Mr. Bernstein has written seven books about investing and financial history, including The Birth of Plenty and A Splendid Exchange. While trying to remain calm himself during the current crisis, he says the parallels to the Great Crash and the Great Depression are worrisome. U.S. stocks and the economy both just kept sinking in the 1930s – stocks declined by almost 90 per cent by 1932, with the unemployment rate climbing to more than 20 per cent for most of the early ’30s.
The speed of the coronavirus crisis alarms him. “You know, 10 million people out of work [in the U.S.] within a matter of weeks? That’s unprecedented,” he says.
Yet, Mr. Bernstein says there are reasons to hope for the best-case scenario.

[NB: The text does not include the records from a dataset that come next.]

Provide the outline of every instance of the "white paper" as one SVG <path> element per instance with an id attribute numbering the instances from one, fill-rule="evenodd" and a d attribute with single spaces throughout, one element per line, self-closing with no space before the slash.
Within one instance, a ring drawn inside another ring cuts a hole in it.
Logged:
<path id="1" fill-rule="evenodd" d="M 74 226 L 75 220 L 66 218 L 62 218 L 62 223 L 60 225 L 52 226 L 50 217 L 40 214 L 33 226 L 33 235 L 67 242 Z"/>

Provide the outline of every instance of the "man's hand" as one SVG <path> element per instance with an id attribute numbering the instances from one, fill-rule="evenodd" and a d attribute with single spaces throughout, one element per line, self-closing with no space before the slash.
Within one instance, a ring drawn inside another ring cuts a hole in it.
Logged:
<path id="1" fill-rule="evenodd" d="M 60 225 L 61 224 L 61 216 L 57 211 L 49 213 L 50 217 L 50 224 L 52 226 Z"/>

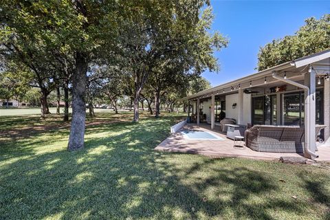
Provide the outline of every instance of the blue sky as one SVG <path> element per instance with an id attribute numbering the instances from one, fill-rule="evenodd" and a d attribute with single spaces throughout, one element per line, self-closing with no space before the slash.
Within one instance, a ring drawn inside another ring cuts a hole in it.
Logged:
<path id="1" fill-rule="evenodd" d="M 308 17 L 330 13 L 330 1 L 211 0 L 211 5 L 215 15 L 212 31 L 230 41 L 227 48 L 214 54 L 220 72 L 202 74 L 212 86 L 256 72 L 259 47 L 294 34 Z"/>

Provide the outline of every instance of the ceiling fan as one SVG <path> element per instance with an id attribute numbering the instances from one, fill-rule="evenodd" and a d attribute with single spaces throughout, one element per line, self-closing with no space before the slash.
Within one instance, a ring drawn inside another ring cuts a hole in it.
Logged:
<path id="1" fill-rule="evenodd" d="M 244 90 L 243 90 L 243 92 L 244 92 L 245 94 L 257 94 L 257 93 L 258 93 L 258 91 L 257 91 L 248 90 L 248 89 L 244 89 Z"/>

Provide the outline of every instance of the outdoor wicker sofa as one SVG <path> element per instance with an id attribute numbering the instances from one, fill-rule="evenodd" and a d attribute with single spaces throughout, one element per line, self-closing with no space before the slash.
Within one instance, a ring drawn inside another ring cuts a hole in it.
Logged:
<path id="1" fill-rule="evenodd" d="M 316 125 L 316 134 L 324 127 Z M 302 153 L 304 134 L 300 126 L 254 125 L 245 131 L 245 146 L 261 152 Z"/>
<path id="2" fill-rule="evenodd" d="M 225 118 L 220 121 L 220 131 L 227 132 L 227 126 L 226 124 L 236 124 L 236 120 L 234 118 Z"/>

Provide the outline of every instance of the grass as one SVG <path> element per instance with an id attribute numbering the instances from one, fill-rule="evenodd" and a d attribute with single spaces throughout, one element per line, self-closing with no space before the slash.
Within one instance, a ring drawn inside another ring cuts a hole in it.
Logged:
<path id="1" fill-rule="evenodd" d="M 157 152 L 180 116 L 96 116 L 74 153 L 60 118 L 0 117 L 0 219 L 330 219 L 326 166 Z"/>
<path id="2" fill-rule="evenodd" d="M 64 109 L 60 108 L 62 113 L 64 112 Z M 111 112 L 113 110 L 111 109 L 94 109 L 96 113 L 106 113 Z M 4 107 L 0 107 L 0 116 L 24 116 L 24 115 L 40 115 L 40 107 L 39 108 L 8 108 L 6 109 Z M 50 107 L 50 111 L 52 114 L 56 113 L 56 107 Z M 69 112 L 71 113 L 72 109 L 69 109 Z M 88 111 L 88 110 L 87 110 Z"/>

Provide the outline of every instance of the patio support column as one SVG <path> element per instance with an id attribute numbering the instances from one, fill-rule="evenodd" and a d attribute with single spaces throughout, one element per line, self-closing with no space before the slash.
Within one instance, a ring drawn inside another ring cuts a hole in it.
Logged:
<path id="1" fill-rule="evenodd" d="M 199 126 L 199 98 L 197 98 L 197 104 L 196 104 L 196 111 L 197 111 L 197 126 Z"/>
<path id="2" fill-rule="evenodd" d="M 324 80 L 324 142 L 330 145 L 330 81 Z M 327 140 L 328 141 L 327 141 Z"/>
<path id="3" fill-rule="evenodd" d="M 244 93 L 243 92 L 243 89 L 239 89 L 239 100 L 238 100 L 238 116 L 237 116 L 237 124 L 243 124 L 243 97 Z"/>
<path id="4" fill-rule="evenodd" d="M 277 122 L 277 125 L 282 124 L 282 122 L 280 121 L 281 117 L 280 114 L 282 113 L 280 112 L 280 105 L 282 104 L 280 103 L 280 96 L 281 94 L 278 93 L 276 94 L 276 122 Z"/>
<path id="5" fill-rule="evenodd" d="M 211 97 L 211 129 L 214 129 L 214 95 Z"/>
<path id="6" fill-rule="evenodd" d="M 306 157 L 311 158 L 306 149 L 315 153 L 316 148 L 316 72 L 309 67 L 308 73 L 305 76 L 305 85 L 309 87 L 309 94 L 305 91 L 305 150 Z"/>

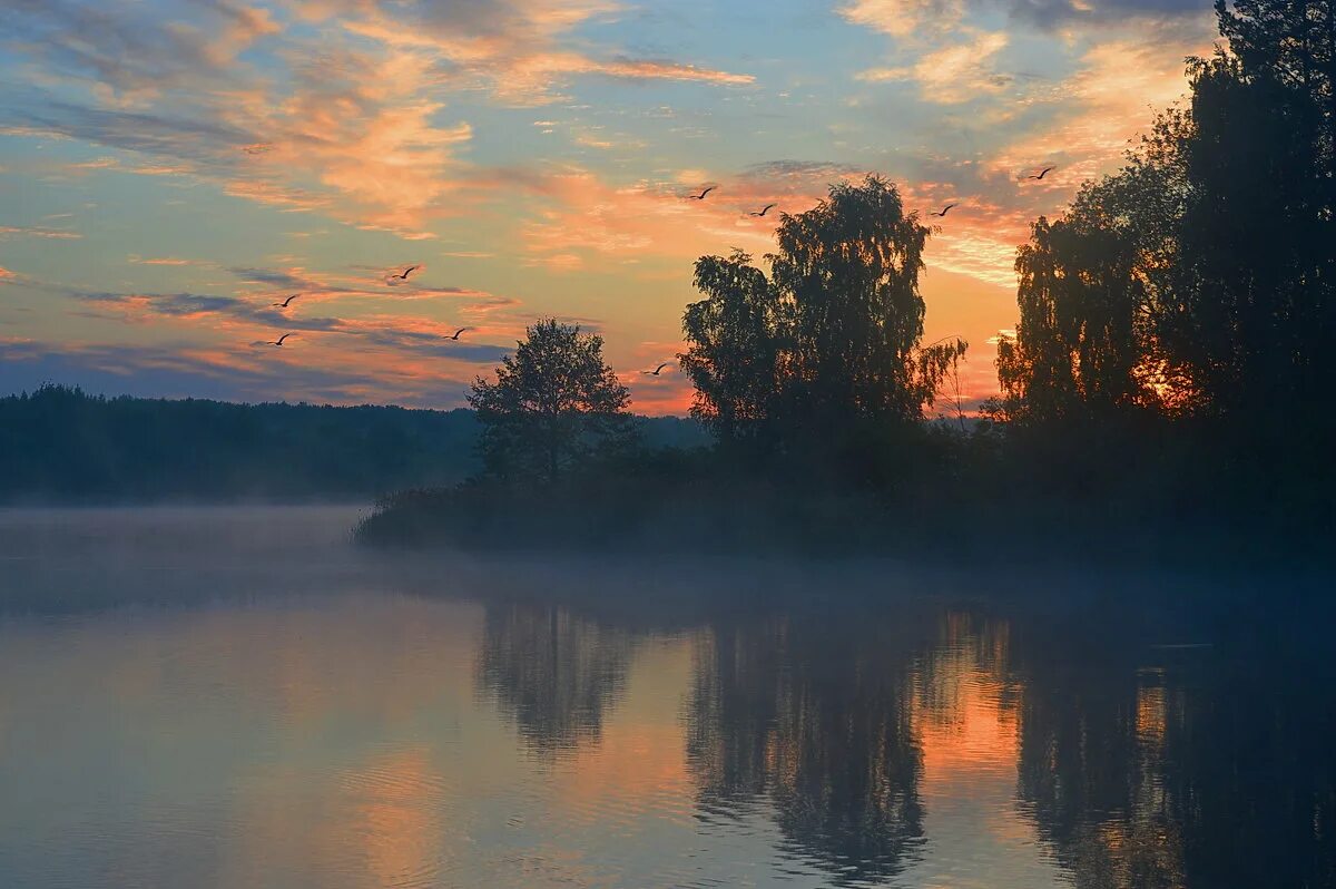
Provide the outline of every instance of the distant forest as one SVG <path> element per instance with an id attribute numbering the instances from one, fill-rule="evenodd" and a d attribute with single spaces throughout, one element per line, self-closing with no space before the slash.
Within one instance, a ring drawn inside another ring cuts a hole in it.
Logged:
<path id="1" fill-rule="evenodd" d="M 704 429 L 641 418 L 651 447 Z M 473 410 L 227 404 L 86 394 L 0 398 L 0 503 L 369 499 L 481 467 Z"/>
<path id="2" fill-rule="evenodd" d="M 705 457 L 647 460 L 603 340 L 546 320 L 473 389 L 481 472 L 359 537 L 1331 559 L 1336 3 L 1216 11 L 1228 48 L 1188 61 L 1184 102 L 1031 225 L 978 422 L 969 344 L 923 342 L 935 229 L 868 176 L 782 214 L 759 262 L 696 262 L 677 364 Z"/>

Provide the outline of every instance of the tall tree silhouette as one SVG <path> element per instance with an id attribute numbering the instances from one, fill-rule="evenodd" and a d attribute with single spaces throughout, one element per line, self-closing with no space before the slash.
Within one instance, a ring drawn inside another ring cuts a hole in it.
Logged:
<path id="1" fill-rule="evenodd" d="M 683 330 L 691 348 L 677 361 L 696 386 L 692 416 L 724 441 L 756 434 L 774 409 L 779 362 L 779 299 L 745 253 L 701 257 Z"/>
<path id="2" fill-rule="evenodd" d="M 469 404 L 482 424 L 489 473 L 556 481 L 589 457 L 631 442 L 631 393 L 603 358 L 603 337 L 548 318 L 528 329 L 497 381 L 478 377 Z"/>
<path id="3" fill-rule="evenodd" d="M 751 422 L 780 447 L 823 449 L 836 430 L 921 420 L 949 353 L 963 350 L 921 348 L 927 237 L 895 186 L 868 176 L 784 214 L 768 277 L 741 253 L 700 259 L 707 299 L 687 309 L 681 356 L 697 416 L 725 436 Z"/>

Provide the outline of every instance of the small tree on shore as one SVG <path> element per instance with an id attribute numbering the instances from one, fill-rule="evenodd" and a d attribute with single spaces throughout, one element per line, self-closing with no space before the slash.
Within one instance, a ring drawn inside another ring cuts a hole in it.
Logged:
<path id="1" fill-rule="evenodd" d="M 631 444 L 631 392 L 603 357 L 603 337 L 545 318 L 530 326 L 496 382 L 478 377 L 469 404 L 482 424 L 485 471 L 552 484 L 600 453 Z"/>

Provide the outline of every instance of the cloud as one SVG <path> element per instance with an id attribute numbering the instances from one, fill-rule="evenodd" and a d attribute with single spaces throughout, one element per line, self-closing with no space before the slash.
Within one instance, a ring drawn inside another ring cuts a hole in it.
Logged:
<path id="1" fill-rule="evenodd" d="M 7 237 L 48 238 L 52 241 L 77 241 L 83 238 L 77 231 L 65 229 L 43 229 L 35 226 L 0 226 L 0 238 Z"/>
<path id="2" fill-rule="evenodd" d="M 456 82 L 485 86 L 514 106 L 541 106 L 561 99 L 561 84 L 573 76 L 624 80 L 680 80 L 743 86 L 755 78 L 672 59 L 599 57 L 564 45 L 576 27 L 611 17 L 621 4 L 603 0 L 496 0 L 441 3 L 405 8 L 378 1 L 303 5 L 315 19 L 341 16 L 343 28 L 385 45 L 429 52 L 449 64 Z"/>
<path id="3" fill-rule="evenodd" d="M 989 94 L 1001 92 L 1011 79 L 993 70 L 990 59 L 1007 45 L 1007 35 L 1001 31 L 982 32 L 969 43 L 935 49 L 903 68 L 871 68 L 858 75 L 859 80 L 912 80 L 918 83 L 923 99 L 942 104 L 970 102 Z"/>
<path id="4" fill-rule="evenodd" d="M 854 0 L 839 13 L 852 24 L 892 37 L 910 37 L 930 31 L 949 31 L 965 17 L 962 0 Z"/>
<path id="5" fill-rule="evenodd" d="M 1172 47 L 1148 41 L 1142 33 L 1114 35 L 1090 47 L 1079 70 L 1054 88 L 1051 120 L 1003 146 L 986 168 L 1019 178 L 1035 166 L 1057 164 L 1042 183 L 1034 183 L 1035 191 L 1074 191 L 1116 166 L 1156 112 L 1185 94 L 1182 59 L 1209 47 L 1208 35 L 1190 31 L 1176 32 Z"/>

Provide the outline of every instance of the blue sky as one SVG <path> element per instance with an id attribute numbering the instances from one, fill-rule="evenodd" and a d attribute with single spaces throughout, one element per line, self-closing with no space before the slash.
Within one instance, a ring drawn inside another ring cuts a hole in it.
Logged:
<path id="1" fill-rule="evenodd" d="M 448 408 L 554 314 L 661 413 L 685 382 L 637 372 L 680 348 L 692 261 L 867 172 L 959 203 L 927 337 L 993 392 L 1027 223 L 1214 27 L 1182 0 L 0 0 L 0 390 Z"/>

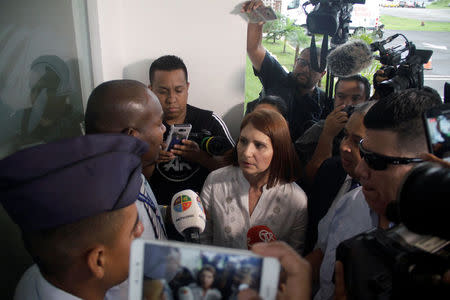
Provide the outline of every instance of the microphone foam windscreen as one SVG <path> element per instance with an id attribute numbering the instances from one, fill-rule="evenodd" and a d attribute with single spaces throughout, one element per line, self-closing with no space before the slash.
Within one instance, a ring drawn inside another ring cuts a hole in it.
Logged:
<path id="1" fill-rule="evenodd" d="M 361 40 L 354 40 L 336 47 L 327 56 L 331 74 L 338 77 L 356 75 L 372 63 L 369 46 Z"/>

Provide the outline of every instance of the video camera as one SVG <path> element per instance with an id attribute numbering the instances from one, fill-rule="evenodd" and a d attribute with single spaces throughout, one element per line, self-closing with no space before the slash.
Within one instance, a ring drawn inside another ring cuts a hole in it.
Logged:
<path id="1" fill-rule="evenodd" d="M 386 44 L 399 36 L 404 38 L 403 44 L 385 48 Z M 416 49 L 412 42 L 399 33 L 370 44 L 370 48 L 373 52 L 379 51 L 379 56 L 375 58 L 384 65 L 380 69 L 384 73 L 383 77 L 389 78 L 382 82 L 374 78 L 375 90 L 381 97 L 409 88 L 423 88 L 423 64 L 428 62 L 433 50 Z"/>
<path id="2" fill-rule="evenodd" d="M 390 221 L 404 225 L 376 228 L 338 246 L 348 299 L 448 298 L 450 283 L 443 278 L 450 272 L 449 187 L 449 169 L 417 166 L 388 206 Z"/>
<path id="3" fill-rule="evenodd" d="M 223 155 L 232 148 L 227 138 L 213 136 L 211 132 L 206 129 L 202 129 L 200 132 L 191 132 L 189 134 L 189 139 L 196 142 L 201 150 L 210 155 Z"/>

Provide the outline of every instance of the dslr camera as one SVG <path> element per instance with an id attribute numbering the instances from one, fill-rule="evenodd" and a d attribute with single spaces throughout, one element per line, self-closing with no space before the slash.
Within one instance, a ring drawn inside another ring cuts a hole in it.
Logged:
<path id="1" fill-rule="evenodd" d="M 385 48 L 397 37 L 404 38 L 404 45 Z M 383 67 L 387 80 L 377 82 L 375 74 L 374 87 L 381 97 L 400 92 L 409 88 L 423 88 L 423 64 L 427 63 L 433 54 L 433 50 L 416 49 L 414 43 L 408 41 L 403 34 L 394 34 L 383 41 L 370 44 L 373 52 L 379 51 L 376 57 Z"/>

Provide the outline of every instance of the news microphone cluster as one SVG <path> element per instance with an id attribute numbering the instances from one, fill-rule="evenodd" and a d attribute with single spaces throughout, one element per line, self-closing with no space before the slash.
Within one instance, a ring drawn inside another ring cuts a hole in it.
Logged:
<path id="1" fill-rule="evenodd" d="M 172 197 L 172 222 L 186 242 L 200 243 L 205 230 L 206 216 L 200 197 L 193 190 L 183 190 Z"/>

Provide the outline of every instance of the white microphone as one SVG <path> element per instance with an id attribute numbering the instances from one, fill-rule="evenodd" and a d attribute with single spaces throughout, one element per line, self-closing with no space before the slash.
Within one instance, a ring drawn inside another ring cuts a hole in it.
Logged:
<path id="1" fill-rule="evenodd" d="M 186 242 L 200 243 L 206 216 L 200 197 L 193 190 L 183 190 L 172 197 L 172 222 Z"/>
<path id="2" fill-rule="evenodd" d="M 250 250 L 256 243 L 269 243 L 276 241 L 273 231 L 265 225 L 256 225 L 247 231 L 247 247 Z"/>
<path id="3" fill-rule="evenodd" d="M 361 40 L 342 44 L 327 56 L 327 64 L 331 74 L 338 77 L 356 75 L 370 66 L 372 60 L 372 51 Z"/>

If effective treatments and a vaccine for the coronavirus emerge within several months, “the economy slowly starts to pick back up, and 12 months from now, we’re back to normal.”
Whatever happens, Mr. Bernstein says investors should always follow several classic rules. Your asset allocation is more important than your choice of specific stocks or bonds. Rebalance your portfolio regularly (although not constantly) to get back to your target asset allocation. Even once a year might be enough for some people.
Young investors with long time horizons can invest heavily in stocks for growth, but older investors should boost their weighting of bonds as they age.
Even before the latest crisis, however, Mr. Bernstein says some old investing notions had already become obsolete. The low interest rates and bond yields since the financial crisis will likely endure, he says. “People got used to the idea from 10 or 20 years ago that you could live off the interest rate of your fixed-income assets. It is no longer true, and it probably will never be true again. You consume fixed-income assets as you get older. That’s what they’re there for.”
Coming to grips with uncertainty is also daunting at any age, but in many ways, it’s the norm – even welcome. “Times of uncertainty create opportunity for investors,” says EdgePoint’s Mr. MacDonald. “When things are certain and we all see the same future, there’s no opportunity for outsized returns.”